Hello and good evening (or morning - tis' a matter of perception) to Guy and All!
Tonight was a late start. Most of my meditation was of the walking sort, although the time I spent sitting was time spent counting my breath... but I do have a habit of Bud-dho-ing by default. Not bad, just not part of the game plan right now.
Also, Bud-dho works really well when timed with the stepping of the feet. Put foot down "Bud-", put next foot down "-dho". Repeat!
Or, for more fun, lift foot up "bud-", place foot down "-dho". Repeat!
That really slows things down.
Guy wrote:Great metaphor, one that has occurred to me also.

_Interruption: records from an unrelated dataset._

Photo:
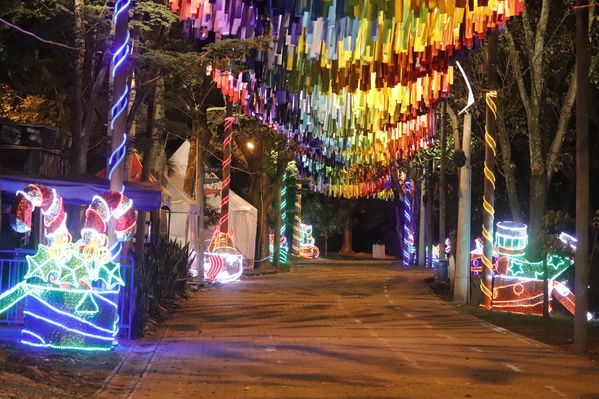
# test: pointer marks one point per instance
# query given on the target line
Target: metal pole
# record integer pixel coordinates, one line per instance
(442, 188)
(582, 177)
(462, 267)
(489, 172)
(117, 126)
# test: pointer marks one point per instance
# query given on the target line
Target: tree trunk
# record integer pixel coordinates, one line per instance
(538, 203)
(191, 171)
(346, 246)
(462, 267)
(78, 152)
(509, 168)
(582, 179)
(199, 196)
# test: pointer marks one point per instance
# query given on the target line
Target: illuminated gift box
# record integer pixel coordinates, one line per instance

Do I detect a musical background? I don't have one, except that my kids are both part of a music/piano program and I am responsible for their practice sessions. My wife plays, and I've seen her skill wax and wane over the years, which is probably a source of my thought. Her passion for music has been inherited by my kids; Olivia especially gravitates to piano, and out shines all her classmates (a source of pride for her papa!).
If we look at the fact that our mindfulness has deteriorated that can be disheartening. However, if we investigate what the causes are for the deterioration of mindfulness; how it creates more suffering; and how to restore the mindfulness: then even the times when we have strayed from the Path, so long as it is followed by that investigation as to why we have strayed, it is only a matter of time before we are back on the Path properly (in fact, if we are investigating, then in that moment we are on the Path already).

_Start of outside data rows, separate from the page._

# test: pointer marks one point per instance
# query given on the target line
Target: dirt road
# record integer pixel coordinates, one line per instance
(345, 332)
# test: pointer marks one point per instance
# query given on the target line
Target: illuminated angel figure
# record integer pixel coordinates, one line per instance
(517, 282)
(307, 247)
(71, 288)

I think this, along with what followed, sums up my experience over these last months.
In some respects I was far from the path. But still, I contemplated my state, and the causes, continuously; sometimes shrewdly (it seemed to me), while at other times not so clearly. Even when it seemed my mindfulness had eroded to an abysmal degree, I always had enough left to me to notice and contemplate my condition.

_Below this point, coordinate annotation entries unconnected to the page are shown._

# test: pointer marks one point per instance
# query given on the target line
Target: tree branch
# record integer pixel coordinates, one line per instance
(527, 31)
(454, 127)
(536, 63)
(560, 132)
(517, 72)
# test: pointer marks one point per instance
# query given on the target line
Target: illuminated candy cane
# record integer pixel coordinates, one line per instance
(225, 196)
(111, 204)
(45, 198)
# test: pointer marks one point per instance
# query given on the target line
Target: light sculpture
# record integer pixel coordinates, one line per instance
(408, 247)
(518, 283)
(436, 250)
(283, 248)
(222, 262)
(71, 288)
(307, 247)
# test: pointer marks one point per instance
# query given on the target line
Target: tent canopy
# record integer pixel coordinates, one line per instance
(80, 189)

Ultimately, if we reflect wisely often and deeply, there isn't really a choice - we have to follow the Path, which is certainly reassuring.
I think this is a great thing.
For me and for you there is a need to follow the path; for many others here, and out in the wider world, this certainly is true. On some level we really have grasped the dhamma right, and so we know enough never to relinquish our mind completely to circumstances.
Gosh, I feel like I'm giving myself to much credit.